La represalia de Israel contra Hezbolláh por haber cruzado la
frontera el 12 de julio puede permitir que Israel disuada otras
violaciones a una frontera reconocida internacionalmente durante algún
tiempo por venir. La guerra aérea israelí también podría llevar a un
acuerdo eventual para mantener los puestos y lanzacohetes de Hezbolláh
algunas millas lejos de la frontera. Pero si es así, la devastación
que ya ha visitado Líbano debería ser más que suficiente para lograr
las cosas que son posibles en la restauración de la disuasión perdida.
Israel no puede esperar borrar a Hezbolláh por medio de los
bombardeos persistentes a las ciudades y pueblos de Líbano, a sus
plantas de energía, caminos, puentes, y aeropuertos. Aunque muchos
libaneses resienten de Hezbolláh por usurpar los poderes de hacer la
guerra y la paz, que solamente el gobierno que ha sido electo debería
ejercer, y aunque las comunidades suní [Sunni], drusa [Druze] y
cristiana de Líbano pueden aborrecer el papel de Hezbolláh como una
garra de los regímenes en Teherán y Damasco, las raíces de Hezbolláh
como un movimiento político y religioso están inculcadas muy profundo
en Líbano como para que sea destrozado por las bombas de Israel.
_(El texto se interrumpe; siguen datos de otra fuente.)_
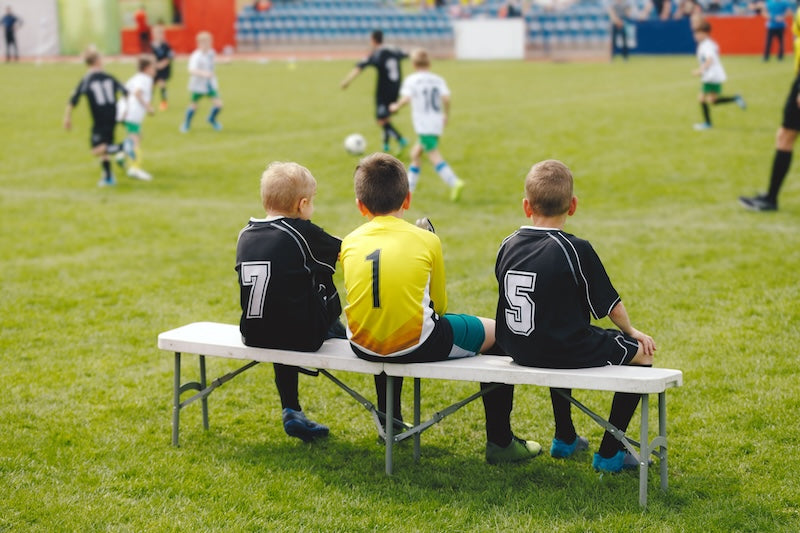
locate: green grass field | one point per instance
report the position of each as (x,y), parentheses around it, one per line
(91,276)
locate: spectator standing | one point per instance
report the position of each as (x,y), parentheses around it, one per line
(11,24)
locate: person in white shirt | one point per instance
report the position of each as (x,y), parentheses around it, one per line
(203,81)
(712,75)
(430,104)
(131,112)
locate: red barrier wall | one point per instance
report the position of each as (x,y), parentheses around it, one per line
(746,35)
(215,16)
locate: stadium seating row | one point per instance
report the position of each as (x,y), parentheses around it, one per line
(352,20)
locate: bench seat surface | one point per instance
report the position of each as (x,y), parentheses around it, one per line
(224,340)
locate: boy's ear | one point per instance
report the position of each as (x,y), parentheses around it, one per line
(526,207)
(573,205)
(407,201)
(362,208)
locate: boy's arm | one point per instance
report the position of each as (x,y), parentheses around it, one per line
(619,316)
(394,107)
(438,292)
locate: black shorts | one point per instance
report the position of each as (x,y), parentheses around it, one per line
(791,111)
(163,74)
(102,134)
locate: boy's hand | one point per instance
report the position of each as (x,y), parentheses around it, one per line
(648,344)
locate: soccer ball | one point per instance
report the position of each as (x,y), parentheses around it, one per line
(355,144)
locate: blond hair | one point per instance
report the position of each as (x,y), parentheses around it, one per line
(548,187)
(381,183)
(283,185)
(420,58)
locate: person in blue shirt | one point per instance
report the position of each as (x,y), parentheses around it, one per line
(775,11)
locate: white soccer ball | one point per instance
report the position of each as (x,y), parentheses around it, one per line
(355,144)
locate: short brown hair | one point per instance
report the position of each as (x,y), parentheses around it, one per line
(420,58)
(145,60)
(381,183)
(283,185)
(548,187)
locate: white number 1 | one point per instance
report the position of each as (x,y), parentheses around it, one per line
(256,274)
(518,287)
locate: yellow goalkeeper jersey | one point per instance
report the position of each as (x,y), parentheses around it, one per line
(394,278)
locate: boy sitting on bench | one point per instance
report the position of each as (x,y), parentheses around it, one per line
(285,265)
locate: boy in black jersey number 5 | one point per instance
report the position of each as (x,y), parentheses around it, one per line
(285,265)
(550,283)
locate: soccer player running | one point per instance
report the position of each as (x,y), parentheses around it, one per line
(101,89)
(784,145)
(386,60)
(429,96)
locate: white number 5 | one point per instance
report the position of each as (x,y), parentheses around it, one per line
(256,274)
(518,288)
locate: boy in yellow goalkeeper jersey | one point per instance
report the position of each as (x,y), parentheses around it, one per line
(395,282)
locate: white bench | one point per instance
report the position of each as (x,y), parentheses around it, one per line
(224,340)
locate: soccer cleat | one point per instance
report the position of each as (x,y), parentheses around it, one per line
(455,190)
(758,203)
(425,223)
(107,181)
(561,450)
(139,174)
(518,450)
(622,460)
(295,424)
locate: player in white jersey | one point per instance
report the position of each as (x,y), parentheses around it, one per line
(429,96)
(131,112)
(712,75)
(203,81)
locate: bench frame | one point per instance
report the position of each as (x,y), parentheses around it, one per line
(197,338)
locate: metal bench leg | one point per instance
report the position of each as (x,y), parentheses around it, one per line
(389,423)
(662,432)
(176,399)
(417,401)
(644,452)
(203,387)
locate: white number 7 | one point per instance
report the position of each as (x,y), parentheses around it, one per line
(518,287)
(256,274)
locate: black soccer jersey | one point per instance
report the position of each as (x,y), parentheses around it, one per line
(386,61)
(550,283)
(101,89)
(285,269)
(163,51)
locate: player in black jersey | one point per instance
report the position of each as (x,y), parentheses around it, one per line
(782,160)
(386,60)
(550,282)
(164,56)
(285,265)
(101,89)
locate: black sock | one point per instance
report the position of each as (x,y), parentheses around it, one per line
(562,414)
(622,408)
(780,167)
(497,406)
(286,381)
(380,389)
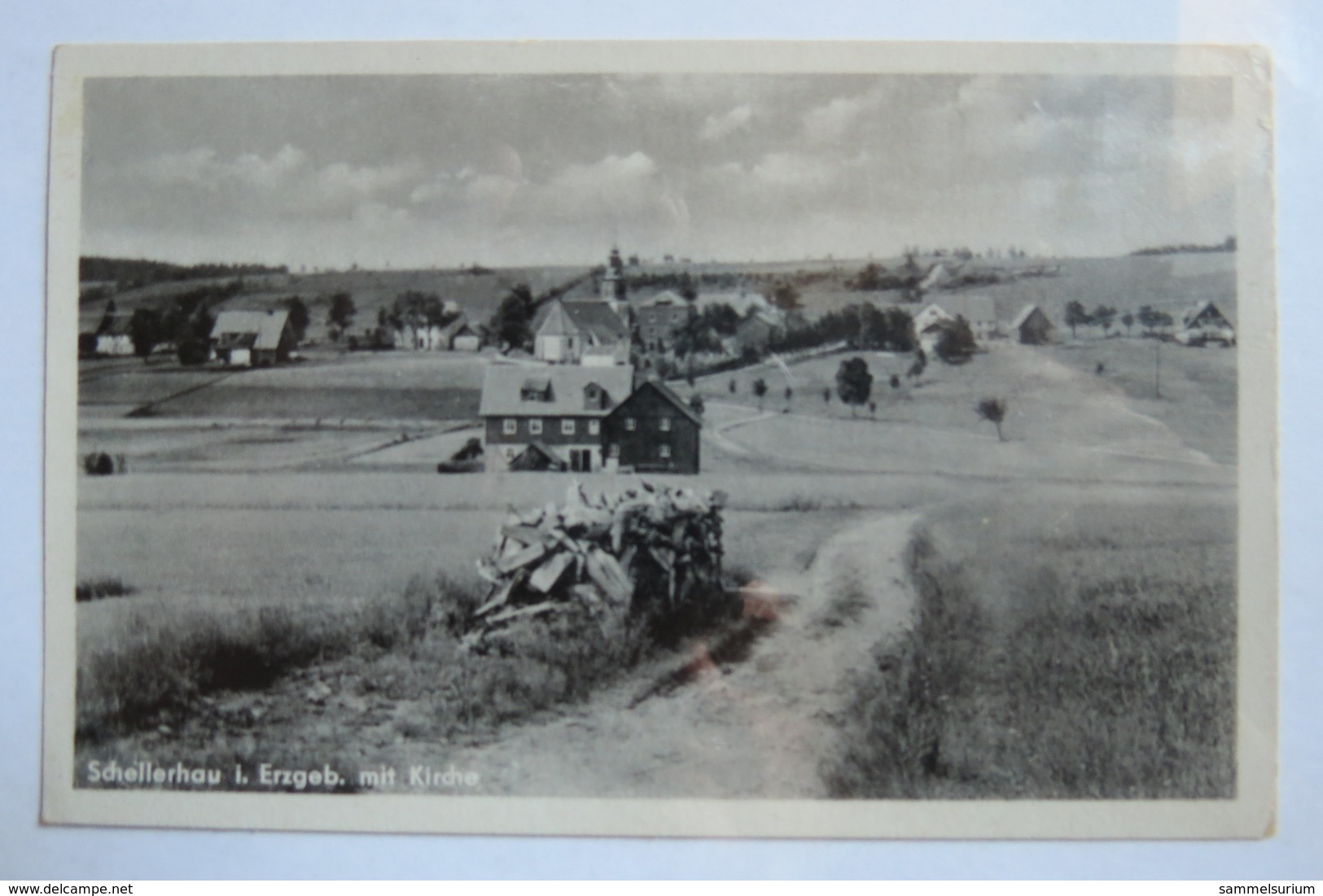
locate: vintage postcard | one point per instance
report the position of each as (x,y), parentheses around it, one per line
(711,439)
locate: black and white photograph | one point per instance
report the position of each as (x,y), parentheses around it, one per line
(783,439)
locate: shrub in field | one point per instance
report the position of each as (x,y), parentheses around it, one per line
(99,588)
(994,411)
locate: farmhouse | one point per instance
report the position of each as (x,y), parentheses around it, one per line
(927,326)
(253,339)
(1204,324)
(112,336)
(756,332)
(459,336)
(1031,326)
(980,313)
(554,414)
(660,316)
(586,334)
(652,431)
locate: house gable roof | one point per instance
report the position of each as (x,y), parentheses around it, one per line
(597,320)
(668,394)
(504,383)
(233,328)
(1204,308)
(592,320)
(1026,313)
(556,321)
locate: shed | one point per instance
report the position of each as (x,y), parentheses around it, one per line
(1203,324)
(1031,326)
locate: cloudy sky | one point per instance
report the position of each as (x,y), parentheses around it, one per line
(508,169)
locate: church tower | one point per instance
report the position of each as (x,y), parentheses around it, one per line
(613,283)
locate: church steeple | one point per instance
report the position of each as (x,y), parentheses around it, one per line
(613,282)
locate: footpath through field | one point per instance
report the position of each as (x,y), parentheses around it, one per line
(757,726)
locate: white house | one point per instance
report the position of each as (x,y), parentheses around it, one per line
(1203,324)
(114,339)
(581,332)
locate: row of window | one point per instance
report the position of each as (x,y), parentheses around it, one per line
(569,427)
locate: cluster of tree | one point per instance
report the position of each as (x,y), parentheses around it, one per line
(853,383)
(414,309)
(956,341)
(800,278)
(861,326)
(963,252)
(134,273)
(681,281)
(876,278)
(186,323)
(512,321)
(1225,246)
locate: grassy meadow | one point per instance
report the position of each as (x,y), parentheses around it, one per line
(1064,649)
(279,533)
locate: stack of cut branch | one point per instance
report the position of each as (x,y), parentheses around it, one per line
(649,549)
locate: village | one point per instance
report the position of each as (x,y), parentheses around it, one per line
(607,370)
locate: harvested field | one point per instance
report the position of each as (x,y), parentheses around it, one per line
(1064,650)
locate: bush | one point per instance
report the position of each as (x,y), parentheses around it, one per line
(99,588)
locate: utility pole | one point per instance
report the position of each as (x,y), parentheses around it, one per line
(1158,368)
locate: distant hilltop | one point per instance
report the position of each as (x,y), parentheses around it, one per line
(134,273)
(1225,246)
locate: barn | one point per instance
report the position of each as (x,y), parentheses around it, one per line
(652,431)
(112,337)
(253,339)
(1031,326)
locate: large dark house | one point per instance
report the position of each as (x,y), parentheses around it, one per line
(652,431)
(585,419)
(550,417)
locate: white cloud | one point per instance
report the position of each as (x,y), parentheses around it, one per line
(717,127)
(832,122)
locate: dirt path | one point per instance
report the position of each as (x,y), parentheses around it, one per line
(756,727)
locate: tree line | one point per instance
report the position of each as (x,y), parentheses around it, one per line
(134,273)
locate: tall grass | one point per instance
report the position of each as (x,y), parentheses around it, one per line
(404,646)
(1092,680)
(164,664)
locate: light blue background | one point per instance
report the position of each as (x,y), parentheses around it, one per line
(29,28)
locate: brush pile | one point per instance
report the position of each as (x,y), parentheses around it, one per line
(649,550)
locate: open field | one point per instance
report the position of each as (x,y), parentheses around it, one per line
(368,386)
(1064,650)
(478,295)
(1167,283)
(1083,570)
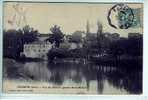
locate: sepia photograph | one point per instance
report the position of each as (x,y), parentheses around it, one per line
(73,48)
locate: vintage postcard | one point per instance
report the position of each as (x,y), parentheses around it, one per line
(73,48)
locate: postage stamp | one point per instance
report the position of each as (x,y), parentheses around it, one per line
(72,48)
Hay dos razones principales por las cuales Hezbolláh ha ganado la
aceptación, si no el respeto, fuera de la Comunidad Chiíta de Líbano
(aproximadamente 40 % de la población). Lo primero es su reputación de
proveer servicios sociales libres de la corrupción que corrompe otras
facciones libanésas. El segundo es su postura como luchador de
resistencia contra Israel durante la ocupación israelí en Líbano de
1982 a 2000.
Esta realidad política y psicológica no puede ser ignorada y no
desaparecerá sólo con desearlo.
Es un cliché en Israel que el Primer Ministro Ehud Olmert y el
Ministro de Defensa Amir Peretz carecen de la formación militar y de la
autoridad que permitió a Ariel Sharon resistir los argumentos del
reluciente ejército de Israel sobre la necesidad de preservar la
disuasión evitando las concesiones unilaterales. Sin embargo, Olmert y
Peretz ahora necesitan reconocer que una continuación de la campaña de
bombardeo israelí sobre Líbano, en lugar de quitar fuerza a Hezbolláh,
podría tener el efecto último de fortalecerlo.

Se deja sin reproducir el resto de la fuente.